The time-brackets can contain a single note, a single dyad or a single triad, but there is only one event in each time-bracket. The second peculiarity of this score is that dyads or triads sometimes span the whole range of the piano, making it difficult, if not impossible, to play the written sounds with only one hand. In such cases, it seems natural that one hand would help the other. It is interesting to note that this point is clearly written in the instructions of $\text{One}^4$ (“Either hand may help the other“), but not in the score of $\text{One}^5$. Thus, not only do we have two performers, but they also play music collaboratively !

The third peculiarity lies in the execution of the piece. Contrary to $\text{One}^4$, the time-brackets are well separated in time, and it would not be unusual to have time differences of one minute between consecutive sounds. Now, if you check on an ordinary piano, you will find out that the ordinary decay time of a note (without touching the pedals yet) is approximatively 10 to 20 seconds. Of course, as with any piano, if you release the key before, the sound will end immediately. In case no pedal is activated, the duration of such a note is thus precisely defined by the action of pressing and releasing a key, so choosing the starting and ending times in a time-bracket system makes sense. Returning to the question of note decay, and considering that Cage conceived the Number Pieces and the time-brackets as a new harmonic structure where sounds could happen at the same time, it seems quite impossible that this would happen between consecutive time-brackets in this score.

However, Cage adds further instructions.

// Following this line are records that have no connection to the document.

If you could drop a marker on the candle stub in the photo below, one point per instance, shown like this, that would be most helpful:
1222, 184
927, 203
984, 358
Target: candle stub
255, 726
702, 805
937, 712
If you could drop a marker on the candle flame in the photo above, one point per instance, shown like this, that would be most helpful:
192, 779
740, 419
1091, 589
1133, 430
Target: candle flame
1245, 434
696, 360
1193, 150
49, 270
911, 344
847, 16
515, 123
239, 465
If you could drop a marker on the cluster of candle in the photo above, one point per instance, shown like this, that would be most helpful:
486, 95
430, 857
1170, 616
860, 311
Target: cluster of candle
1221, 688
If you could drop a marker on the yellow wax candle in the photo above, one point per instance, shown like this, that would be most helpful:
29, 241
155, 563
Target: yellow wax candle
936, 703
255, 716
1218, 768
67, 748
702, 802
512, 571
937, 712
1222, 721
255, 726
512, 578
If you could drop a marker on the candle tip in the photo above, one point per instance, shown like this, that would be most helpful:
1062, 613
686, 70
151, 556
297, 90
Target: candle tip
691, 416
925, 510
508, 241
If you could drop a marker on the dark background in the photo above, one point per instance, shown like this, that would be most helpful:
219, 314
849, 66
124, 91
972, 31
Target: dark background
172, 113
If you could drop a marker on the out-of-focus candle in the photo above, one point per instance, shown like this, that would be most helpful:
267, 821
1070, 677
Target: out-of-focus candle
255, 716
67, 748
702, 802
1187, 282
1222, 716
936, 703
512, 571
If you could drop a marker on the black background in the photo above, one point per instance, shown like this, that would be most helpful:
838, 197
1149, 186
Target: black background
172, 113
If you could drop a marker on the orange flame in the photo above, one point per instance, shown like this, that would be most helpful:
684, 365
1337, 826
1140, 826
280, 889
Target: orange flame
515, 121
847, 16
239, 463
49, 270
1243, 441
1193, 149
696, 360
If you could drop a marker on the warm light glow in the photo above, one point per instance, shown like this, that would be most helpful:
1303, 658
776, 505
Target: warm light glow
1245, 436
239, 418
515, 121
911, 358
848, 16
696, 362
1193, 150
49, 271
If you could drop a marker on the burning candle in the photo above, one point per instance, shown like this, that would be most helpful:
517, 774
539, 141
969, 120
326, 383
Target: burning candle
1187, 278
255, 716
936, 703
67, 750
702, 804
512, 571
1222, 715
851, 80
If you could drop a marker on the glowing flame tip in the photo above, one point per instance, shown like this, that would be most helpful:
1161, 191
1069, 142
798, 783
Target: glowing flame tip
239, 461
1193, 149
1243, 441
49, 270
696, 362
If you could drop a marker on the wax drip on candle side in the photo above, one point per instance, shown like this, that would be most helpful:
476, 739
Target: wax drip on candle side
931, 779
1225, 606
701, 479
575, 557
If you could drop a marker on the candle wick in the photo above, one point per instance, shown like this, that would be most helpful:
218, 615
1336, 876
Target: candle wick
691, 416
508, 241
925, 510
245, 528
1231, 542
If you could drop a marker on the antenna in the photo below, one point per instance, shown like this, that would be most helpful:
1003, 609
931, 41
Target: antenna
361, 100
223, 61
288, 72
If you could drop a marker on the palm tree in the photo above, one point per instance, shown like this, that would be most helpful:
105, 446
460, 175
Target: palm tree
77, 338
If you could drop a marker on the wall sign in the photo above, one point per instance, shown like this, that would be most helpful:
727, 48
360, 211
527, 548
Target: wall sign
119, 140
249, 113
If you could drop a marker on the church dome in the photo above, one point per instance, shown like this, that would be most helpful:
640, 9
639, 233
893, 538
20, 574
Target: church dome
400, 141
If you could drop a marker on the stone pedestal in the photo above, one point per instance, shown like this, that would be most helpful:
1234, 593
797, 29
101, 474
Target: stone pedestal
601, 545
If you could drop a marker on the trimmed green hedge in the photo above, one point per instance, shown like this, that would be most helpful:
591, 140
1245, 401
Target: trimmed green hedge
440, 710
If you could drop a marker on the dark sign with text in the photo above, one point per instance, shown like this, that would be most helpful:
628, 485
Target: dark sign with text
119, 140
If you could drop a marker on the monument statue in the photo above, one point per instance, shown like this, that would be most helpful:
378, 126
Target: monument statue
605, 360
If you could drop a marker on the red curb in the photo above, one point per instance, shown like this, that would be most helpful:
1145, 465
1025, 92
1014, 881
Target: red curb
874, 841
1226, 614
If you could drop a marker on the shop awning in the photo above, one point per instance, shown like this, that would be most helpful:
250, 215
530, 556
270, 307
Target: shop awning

Either you decide to use the sustaining pedal, and in that case you have to hold it down for the entire duration of the piece. Or you should make as many overlappings between time-brackets as possible by using the sostenuto pedal.

Now, using the sustaining pedal makes a lot of sense, for if you try it on your favorite piano, you’ll find that the decay time of an undamped note is now on the order of thirty seconds, and allows for such overlappings.

The sostenuto pedal is of a different nature. It is usually the center pedal in the usual sets of pedal on a piano

If you play some notes then press down this pedal, the notes will sustain though the following played notes will not. Thus, we can have overlappings between undamped and damped notes. Since the latter ones have a finite and defined duration, we can still have silences between time-brackets.

The use of the sustaining pedal makes for a very interesting case. Indeed, when using the sustaining pedal, pressing a key on the piano will produce an undamped sound, but releasing it has no effect on the sound. What is then the sense of using the time-bracket structure, where both the starting time and ending time should be chosen by the performer, if some of it is lost during the interpretation ?

In fact, I think that in addition to the sonic aspect of the piece, the visual aspect has to be considered as well. Though releasing an undamped key has no effect on the sound, everyone in the audience can immediately see that the performer has stopped playing on the piano. The time-bracket limits are thus defined visually, through the visible actions of the performer, in addition to being partially defined aurally.

There is in fact another piece by John Cage which had a similar interpretation, and that’s 4’33”. Much has been written about the piece, so I won’t go into details about it, except to say that the score contains nothing except for some time indications which structures 4’33” in three consecutive parts. As far as I know, the instructions do not specify any particular action from the performer. However David Tudor, who performed the premiere of this piece in 1952, chose to close the lid of the piano at the very beginning of the piece, only to reopen it at the end of the “first movement”, doing so for each movement. This added visual information is, I think, very similar to the actions which can happen during a performance of $\text{One}^5$. It entails this Number Piece to be considered as a visual performance as well as a musical one, in line with many other compositions/happenings of Cage.